# 7box stable yard for rent



## pinkpolly (30 October 2013)

Need advice please.  Where would you advertise yard for rent in Surrey?  Have tried Friday ad without success.  Just lots of timewasters who underestimate the responsibility and cost of going it alone.  Also how much rent would you expect to pay?  Nice yard with good grazing but no school on site.


----------



## Ella19 (31 October 2013)

Tack shops like Rokers at worpleston. You could try websites such as horsequest or horsemart. Try facebook sites like Surrey horse and pony but you may have to wade through a few messages from idiots to find the genuine ones on there!
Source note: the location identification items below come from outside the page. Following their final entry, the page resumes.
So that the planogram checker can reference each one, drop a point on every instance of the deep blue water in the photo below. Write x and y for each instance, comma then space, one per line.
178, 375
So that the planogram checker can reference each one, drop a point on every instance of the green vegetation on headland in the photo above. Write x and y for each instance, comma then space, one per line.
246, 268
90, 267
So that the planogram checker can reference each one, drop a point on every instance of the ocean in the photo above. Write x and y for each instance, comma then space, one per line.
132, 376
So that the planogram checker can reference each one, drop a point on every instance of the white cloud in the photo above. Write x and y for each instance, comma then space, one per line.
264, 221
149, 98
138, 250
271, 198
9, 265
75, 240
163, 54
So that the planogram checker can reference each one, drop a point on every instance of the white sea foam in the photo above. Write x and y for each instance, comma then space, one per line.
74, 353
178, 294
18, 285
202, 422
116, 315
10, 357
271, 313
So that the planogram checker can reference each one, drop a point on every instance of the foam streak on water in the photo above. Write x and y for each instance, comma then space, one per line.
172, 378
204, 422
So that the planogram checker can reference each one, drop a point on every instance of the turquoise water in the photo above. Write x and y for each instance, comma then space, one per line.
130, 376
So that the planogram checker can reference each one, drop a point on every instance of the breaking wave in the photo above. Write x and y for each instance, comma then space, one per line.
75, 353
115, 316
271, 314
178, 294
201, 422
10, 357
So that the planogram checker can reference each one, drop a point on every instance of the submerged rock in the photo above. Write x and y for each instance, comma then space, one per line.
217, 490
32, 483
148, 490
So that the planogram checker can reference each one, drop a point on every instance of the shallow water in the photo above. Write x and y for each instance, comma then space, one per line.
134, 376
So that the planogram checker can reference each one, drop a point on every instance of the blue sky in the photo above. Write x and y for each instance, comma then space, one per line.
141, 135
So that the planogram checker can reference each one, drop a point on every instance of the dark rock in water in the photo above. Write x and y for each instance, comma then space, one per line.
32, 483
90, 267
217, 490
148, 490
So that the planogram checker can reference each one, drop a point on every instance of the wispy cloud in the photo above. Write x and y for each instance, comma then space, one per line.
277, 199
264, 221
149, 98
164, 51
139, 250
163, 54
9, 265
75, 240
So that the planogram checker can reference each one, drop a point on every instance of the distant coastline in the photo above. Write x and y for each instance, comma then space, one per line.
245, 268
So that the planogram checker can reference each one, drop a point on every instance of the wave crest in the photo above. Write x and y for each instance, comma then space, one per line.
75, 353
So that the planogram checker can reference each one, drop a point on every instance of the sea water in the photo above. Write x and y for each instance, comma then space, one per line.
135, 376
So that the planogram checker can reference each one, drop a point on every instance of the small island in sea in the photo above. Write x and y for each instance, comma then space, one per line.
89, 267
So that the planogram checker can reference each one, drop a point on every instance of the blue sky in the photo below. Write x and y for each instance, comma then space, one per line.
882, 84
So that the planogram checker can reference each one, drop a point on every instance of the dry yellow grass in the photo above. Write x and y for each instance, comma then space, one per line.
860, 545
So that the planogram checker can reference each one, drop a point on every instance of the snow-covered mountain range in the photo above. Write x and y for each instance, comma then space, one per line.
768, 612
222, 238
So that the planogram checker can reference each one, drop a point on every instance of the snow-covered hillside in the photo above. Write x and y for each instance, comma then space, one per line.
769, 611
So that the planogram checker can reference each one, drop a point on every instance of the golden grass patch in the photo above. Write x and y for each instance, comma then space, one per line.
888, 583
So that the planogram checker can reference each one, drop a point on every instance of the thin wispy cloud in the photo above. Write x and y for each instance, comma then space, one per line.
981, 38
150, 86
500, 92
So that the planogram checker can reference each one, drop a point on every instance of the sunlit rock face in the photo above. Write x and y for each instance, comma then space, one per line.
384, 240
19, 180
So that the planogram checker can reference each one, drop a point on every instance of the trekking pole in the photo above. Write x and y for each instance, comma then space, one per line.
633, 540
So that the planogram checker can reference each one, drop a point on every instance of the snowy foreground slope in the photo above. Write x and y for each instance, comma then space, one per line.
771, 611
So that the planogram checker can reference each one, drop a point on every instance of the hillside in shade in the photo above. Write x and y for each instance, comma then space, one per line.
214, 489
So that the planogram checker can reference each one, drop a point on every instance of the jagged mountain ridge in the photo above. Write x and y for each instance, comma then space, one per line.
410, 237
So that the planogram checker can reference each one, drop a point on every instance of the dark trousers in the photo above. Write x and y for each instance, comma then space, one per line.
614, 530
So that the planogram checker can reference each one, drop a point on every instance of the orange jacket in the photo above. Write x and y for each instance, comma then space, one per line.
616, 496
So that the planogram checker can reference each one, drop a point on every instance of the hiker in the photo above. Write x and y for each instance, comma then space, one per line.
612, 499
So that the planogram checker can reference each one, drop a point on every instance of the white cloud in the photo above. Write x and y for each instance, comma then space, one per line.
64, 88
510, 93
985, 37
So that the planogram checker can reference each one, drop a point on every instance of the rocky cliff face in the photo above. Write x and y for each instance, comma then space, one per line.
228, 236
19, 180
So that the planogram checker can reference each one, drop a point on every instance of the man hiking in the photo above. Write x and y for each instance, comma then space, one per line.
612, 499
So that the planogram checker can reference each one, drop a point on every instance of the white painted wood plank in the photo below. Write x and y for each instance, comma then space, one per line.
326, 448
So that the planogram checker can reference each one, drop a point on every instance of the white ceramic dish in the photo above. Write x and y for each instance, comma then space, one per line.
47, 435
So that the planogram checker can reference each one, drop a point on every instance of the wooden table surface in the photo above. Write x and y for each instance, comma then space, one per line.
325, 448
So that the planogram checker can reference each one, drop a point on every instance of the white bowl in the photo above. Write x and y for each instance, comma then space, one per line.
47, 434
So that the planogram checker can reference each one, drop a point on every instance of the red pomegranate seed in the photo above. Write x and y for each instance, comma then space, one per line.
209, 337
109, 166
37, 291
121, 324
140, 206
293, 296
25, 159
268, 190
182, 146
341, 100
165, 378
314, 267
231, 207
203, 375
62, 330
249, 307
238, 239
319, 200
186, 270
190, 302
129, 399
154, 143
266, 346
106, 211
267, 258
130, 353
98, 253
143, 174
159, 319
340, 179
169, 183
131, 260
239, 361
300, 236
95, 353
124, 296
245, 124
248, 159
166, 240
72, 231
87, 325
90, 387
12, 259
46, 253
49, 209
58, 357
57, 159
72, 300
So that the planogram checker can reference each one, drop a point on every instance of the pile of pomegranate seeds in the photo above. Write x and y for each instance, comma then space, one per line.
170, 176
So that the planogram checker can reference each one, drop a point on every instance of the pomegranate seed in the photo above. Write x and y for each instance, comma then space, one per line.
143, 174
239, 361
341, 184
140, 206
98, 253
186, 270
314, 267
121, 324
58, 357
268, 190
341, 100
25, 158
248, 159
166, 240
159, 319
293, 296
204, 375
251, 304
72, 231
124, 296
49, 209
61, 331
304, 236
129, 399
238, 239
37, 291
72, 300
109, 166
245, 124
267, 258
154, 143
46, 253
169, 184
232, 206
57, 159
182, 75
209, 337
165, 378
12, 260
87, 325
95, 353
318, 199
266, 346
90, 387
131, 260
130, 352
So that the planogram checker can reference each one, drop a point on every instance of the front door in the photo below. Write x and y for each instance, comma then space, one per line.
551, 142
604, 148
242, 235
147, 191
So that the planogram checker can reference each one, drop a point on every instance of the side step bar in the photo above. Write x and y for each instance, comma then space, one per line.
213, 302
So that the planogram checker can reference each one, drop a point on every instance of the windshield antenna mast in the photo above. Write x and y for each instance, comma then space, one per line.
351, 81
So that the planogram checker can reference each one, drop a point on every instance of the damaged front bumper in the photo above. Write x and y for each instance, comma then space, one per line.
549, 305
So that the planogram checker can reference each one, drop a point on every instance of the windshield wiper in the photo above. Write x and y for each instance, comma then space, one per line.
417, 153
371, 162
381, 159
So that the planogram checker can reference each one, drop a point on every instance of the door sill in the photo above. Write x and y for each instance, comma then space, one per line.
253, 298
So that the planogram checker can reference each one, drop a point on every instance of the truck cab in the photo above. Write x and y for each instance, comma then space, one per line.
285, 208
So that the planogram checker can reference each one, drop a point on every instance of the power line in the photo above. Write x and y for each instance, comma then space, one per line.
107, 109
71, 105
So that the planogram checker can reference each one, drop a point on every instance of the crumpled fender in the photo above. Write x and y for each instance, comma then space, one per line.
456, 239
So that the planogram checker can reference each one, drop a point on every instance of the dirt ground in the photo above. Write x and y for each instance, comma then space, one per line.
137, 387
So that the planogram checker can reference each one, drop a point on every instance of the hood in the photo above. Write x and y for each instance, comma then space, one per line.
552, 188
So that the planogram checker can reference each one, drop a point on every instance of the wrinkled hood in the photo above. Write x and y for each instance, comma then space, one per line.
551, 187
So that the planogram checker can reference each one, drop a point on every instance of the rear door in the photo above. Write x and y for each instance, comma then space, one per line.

Ask the hunt to advertise to subscribers.


----------



## Hetsmum (1 November 2013)

Please could you pm me details.......thanks


----------



## Meandtheboys (1 November 2013)

https://www.facebook.com/groups/271820566187891/  - spotted this on Facebook

Livery/Grazing Information in South East ...............someone seeking yard to rent


----------



## pinkpolly (1 November 2013)

Thank you For all your tips, will pm more details if requested.


----------



## Whatamill (5 November 2013)

I'm currently looking for somewhere could you please pm me some more details, thank you


----------



## Mince Pie (5 November 2013)

And me please


----------